Identifying Speakers - Amazon Transcribe

Identifying Speakers

You can have Amazon Transcribe identify the different speakers in an audio clip, a process known as diarization or speaker identification. When you enable speaker identification, Amazon Transcribe labels each fragment with the speaker that it identified.

You can specify that Amazon Transcribe identify between 2 and 10 speakers in the audio clip. You get the best performance when the number of speakers that you ask to identify matches the number of speakers in the input audio.

To turn on speaker identification, set the MaxSpeakerLabels and ShowSpeakerLabels field of the Settings field when you call the StartTranscriptionJob operation. You must set both fields or else Amazon Transcribe returns an exception.

When Amazon Transcribe completes a transcription job, it creates a JSON file that contains the results and saves the file in an S3 bucket.
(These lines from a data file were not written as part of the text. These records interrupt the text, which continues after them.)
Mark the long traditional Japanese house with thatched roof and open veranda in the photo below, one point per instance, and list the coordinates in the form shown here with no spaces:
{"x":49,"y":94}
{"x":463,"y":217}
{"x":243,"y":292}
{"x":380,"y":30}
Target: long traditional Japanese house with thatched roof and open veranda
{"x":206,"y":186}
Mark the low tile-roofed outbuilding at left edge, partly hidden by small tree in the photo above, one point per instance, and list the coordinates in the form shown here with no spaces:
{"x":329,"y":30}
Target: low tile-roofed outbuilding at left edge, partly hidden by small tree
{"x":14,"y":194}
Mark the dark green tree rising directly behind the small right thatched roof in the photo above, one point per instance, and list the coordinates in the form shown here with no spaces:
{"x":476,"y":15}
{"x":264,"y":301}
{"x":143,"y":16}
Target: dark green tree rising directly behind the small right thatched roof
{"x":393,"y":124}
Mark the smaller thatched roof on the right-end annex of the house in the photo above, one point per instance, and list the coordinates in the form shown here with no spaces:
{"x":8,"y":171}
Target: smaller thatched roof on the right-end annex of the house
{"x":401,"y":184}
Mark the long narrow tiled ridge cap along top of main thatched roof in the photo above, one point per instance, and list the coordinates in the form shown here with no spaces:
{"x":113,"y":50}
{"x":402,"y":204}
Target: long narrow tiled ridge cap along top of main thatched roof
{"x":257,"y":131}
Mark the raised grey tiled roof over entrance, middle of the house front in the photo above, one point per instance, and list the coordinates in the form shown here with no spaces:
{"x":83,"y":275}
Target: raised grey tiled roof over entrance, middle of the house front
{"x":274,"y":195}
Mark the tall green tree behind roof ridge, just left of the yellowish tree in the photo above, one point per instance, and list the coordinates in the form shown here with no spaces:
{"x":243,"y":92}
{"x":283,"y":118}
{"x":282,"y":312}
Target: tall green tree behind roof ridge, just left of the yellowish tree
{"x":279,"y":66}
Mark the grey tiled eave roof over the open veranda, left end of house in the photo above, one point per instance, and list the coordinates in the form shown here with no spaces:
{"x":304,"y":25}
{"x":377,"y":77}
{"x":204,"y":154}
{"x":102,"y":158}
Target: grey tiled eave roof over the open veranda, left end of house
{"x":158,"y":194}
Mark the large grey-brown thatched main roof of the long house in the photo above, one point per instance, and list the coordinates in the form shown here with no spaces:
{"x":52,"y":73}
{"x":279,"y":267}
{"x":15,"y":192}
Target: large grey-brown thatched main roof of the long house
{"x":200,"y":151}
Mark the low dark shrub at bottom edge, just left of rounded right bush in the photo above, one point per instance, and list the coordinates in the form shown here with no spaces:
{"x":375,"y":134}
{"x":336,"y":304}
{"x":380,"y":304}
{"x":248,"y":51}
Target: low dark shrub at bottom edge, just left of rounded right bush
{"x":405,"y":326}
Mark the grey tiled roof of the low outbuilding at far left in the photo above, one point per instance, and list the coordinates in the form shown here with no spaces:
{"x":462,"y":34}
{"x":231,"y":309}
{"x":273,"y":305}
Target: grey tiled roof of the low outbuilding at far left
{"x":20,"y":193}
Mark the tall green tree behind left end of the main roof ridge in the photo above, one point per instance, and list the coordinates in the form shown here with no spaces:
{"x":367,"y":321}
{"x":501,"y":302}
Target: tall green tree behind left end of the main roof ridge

The file is identified by a user-specific URI. Use the URI to get the results.

The following is the JSON file for a short audio file:

{ "jobName": "job ID", "accountId": "account ID", "results": { "transcripts": [{ "transcript": "Professional answer." }], "speaker_labels": { "speakers": 1, "segments": [{ "start_time": "0.000000", "speaker_label": "spk_0", "end_time": "1.430", "items": [{ "start_time": "0.100", "speaker_label": "spk_0", "end_time": "0.690" }, { "start_time": "0.690", "speaker_label": "spk_0", "end_time": "1.210" }] }] }, "items": [{ "start_time": "0.100", "end_time": "0.690", "alternatives": [{ "confidence": "0.8162", "content": "Professional" }], "type": "pronunciation" }, { "start_time": "0.690", "end_time": "1.210", "alternatives": [{ "confidence": "0.9939", "content": "answer" }], "type": "pronunciation" }, { "alternatives": [{ "content": "." }], "type": "punctuation" }] }, "status": "COMPLETED" }